Let $n, \in \mathbb {N^*} , n\ge 3$ a) Prove that the polynomial $f (x)=\frac {X^{2^n-1}-1}{X-1}-X^n $ has a divisor of form $X^p +1$ where $p\in\mathbb {N^*} $ b) Show that for $n=7$ the polynomial $f (X) $ has three divisors with integer coefficients .
Problem
Source: Moldova TST 2018
Tags: algebra, polynomial
06.04.2018 14:41
Remark: a) If $n=2k$, the first problem is trivial, because if we denote ${{2}^{n}}-1=m>n$, we have $f(x)={{x}^{m-1}}+{{x}^{m-2}}+...+x+1-{{x}^{2k}}$, so on the basis of Bezout theoreme because we have $f(-1)=0$, result that we have $f$ divisible by $x+1$ And if $n=4k+1$, we have $f(i)=f(-i)=0$, so $f$ is divisible by $x^2+1$. It remain to see the situation $n=4k+3$.
06.04.2018 14:48
$f_n (x)=\frac {X^{2^n-1}-1}{X-1}-X^n $ a)$1+x^{v_2(n)} | f_n(x)$ b)$\frac{x^7-1}{x-1} | f_7(x)$
11.11.2021 19:57
rmtf1111 wrote: $f_n (x)=\frac {X^{2^n-1}-1}{X-1}-X^n $ a)$1+x^{v_2(n)} | f_n(x)$ It's not true when n is odd.
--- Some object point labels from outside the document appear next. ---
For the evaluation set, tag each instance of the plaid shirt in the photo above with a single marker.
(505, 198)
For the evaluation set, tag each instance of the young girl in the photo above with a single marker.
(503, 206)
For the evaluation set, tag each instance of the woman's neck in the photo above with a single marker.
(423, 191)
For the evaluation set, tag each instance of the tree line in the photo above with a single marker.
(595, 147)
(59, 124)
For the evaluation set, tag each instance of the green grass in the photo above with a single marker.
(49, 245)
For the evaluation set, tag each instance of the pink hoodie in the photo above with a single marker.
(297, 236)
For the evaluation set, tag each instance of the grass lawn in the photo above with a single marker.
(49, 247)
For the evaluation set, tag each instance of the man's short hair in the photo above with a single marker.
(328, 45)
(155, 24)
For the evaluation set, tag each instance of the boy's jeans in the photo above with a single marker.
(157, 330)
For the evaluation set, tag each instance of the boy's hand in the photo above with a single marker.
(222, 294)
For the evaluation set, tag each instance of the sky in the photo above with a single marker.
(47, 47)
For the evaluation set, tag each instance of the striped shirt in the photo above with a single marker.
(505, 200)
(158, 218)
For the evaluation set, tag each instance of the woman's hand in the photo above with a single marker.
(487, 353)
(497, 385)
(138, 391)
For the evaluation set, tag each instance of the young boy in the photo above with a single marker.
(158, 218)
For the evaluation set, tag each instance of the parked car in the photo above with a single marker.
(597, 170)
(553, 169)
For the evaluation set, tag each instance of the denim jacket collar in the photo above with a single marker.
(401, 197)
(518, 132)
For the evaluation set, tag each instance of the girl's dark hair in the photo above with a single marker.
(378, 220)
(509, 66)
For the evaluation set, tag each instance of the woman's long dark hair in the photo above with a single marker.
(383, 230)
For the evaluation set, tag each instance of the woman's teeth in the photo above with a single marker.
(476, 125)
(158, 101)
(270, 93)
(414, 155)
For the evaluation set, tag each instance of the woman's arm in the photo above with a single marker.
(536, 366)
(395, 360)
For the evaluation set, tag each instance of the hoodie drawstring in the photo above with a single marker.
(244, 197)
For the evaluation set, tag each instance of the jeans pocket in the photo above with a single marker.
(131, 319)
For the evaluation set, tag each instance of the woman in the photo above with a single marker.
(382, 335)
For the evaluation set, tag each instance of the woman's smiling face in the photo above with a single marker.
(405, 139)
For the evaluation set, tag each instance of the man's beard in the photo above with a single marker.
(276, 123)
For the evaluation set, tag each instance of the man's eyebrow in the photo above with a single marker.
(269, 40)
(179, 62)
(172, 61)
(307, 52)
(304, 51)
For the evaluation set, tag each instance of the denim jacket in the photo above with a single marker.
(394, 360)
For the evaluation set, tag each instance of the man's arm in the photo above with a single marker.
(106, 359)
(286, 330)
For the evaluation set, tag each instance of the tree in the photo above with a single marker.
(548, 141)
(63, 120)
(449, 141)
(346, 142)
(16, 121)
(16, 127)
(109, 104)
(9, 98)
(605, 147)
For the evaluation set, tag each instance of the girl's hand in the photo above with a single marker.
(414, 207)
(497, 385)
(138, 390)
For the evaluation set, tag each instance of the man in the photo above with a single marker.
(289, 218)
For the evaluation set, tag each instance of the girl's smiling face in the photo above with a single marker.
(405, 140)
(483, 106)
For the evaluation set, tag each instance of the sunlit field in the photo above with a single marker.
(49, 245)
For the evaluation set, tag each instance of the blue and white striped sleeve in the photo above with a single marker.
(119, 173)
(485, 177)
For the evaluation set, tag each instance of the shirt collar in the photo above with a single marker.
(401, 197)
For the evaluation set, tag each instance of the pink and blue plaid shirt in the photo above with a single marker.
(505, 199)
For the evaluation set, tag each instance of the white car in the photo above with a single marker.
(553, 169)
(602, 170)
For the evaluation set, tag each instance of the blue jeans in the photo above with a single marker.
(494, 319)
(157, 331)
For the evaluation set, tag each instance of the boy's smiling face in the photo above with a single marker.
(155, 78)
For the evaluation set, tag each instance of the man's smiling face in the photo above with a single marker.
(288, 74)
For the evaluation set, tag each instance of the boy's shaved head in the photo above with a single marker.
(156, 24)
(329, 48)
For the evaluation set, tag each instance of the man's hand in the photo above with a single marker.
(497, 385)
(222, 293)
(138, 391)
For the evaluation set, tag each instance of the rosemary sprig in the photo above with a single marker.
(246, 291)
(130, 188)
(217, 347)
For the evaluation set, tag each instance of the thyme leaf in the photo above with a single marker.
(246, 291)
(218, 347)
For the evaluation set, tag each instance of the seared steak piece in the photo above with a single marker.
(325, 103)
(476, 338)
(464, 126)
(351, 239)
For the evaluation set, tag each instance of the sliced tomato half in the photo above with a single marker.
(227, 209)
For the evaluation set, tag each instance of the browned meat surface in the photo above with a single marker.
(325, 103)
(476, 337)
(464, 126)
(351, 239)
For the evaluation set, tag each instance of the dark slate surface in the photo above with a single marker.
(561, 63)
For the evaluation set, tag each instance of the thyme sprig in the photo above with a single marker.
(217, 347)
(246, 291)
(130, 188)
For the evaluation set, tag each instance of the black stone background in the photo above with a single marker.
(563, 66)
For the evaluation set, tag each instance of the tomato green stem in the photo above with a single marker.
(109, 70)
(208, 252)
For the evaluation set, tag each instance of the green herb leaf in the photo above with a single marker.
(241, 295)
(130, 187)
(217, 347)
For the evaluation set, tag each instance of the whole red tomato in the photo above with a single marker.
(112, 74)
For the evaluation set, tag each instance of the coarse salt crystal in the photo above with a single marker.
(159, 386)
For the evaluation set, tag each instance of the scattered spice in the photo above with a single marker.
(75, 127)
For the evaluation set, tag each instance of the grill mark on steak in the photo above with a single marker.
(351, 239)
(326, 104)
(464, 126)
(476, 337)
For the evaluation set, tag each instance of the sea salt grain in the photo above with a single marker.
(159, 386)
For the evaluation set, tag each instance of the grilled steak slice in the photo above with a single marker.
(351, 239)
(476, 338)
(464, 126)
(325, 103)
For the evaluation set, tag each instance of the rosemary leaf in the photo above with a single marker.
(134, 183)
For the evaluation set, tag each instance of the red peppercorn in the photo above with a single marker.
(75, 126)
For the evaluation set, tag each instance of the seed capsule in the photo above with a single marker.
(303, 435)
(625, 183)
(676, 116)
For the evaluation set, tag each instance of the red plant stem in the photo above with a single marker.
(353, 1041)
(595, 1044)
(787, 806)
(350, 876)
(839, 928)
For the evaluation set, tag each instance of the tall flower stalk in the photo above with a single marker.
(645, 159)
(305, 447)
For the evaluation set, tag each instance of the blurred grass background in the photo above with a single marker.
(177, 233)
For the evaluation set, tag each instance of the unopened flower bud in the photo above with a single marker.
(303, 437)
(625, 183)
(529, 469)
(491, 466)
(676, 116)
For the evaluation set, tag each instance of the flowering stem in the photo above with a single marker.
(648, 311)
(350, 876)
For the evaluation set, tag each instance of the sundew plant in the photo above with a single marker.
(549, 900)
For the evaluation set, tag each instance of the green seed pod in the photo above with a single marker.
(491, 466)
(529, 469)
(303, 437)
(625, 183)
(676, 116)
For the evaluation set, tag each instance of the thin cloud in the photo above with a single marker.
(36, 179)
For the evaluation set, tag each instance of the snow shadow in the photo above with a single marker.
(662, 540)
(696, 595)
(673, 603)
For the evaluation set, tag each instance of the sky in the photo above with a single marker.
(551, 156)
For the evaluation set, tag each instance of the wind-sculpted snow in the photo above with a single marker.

You can't say that $2|f_n(x)$ for odd n.
11.11.2021 20:01
$(a)$ $\bullet$ If $n$ is even, choose $p=1$. $\bullet$ If $n$ is odd, choose $p=2^{v_2(n+1)}$
11.11.2021 20:08
For $(b)$ from $(a)$ we get $x^8+1$ is one of the factors. Can someone find $2$ more factors???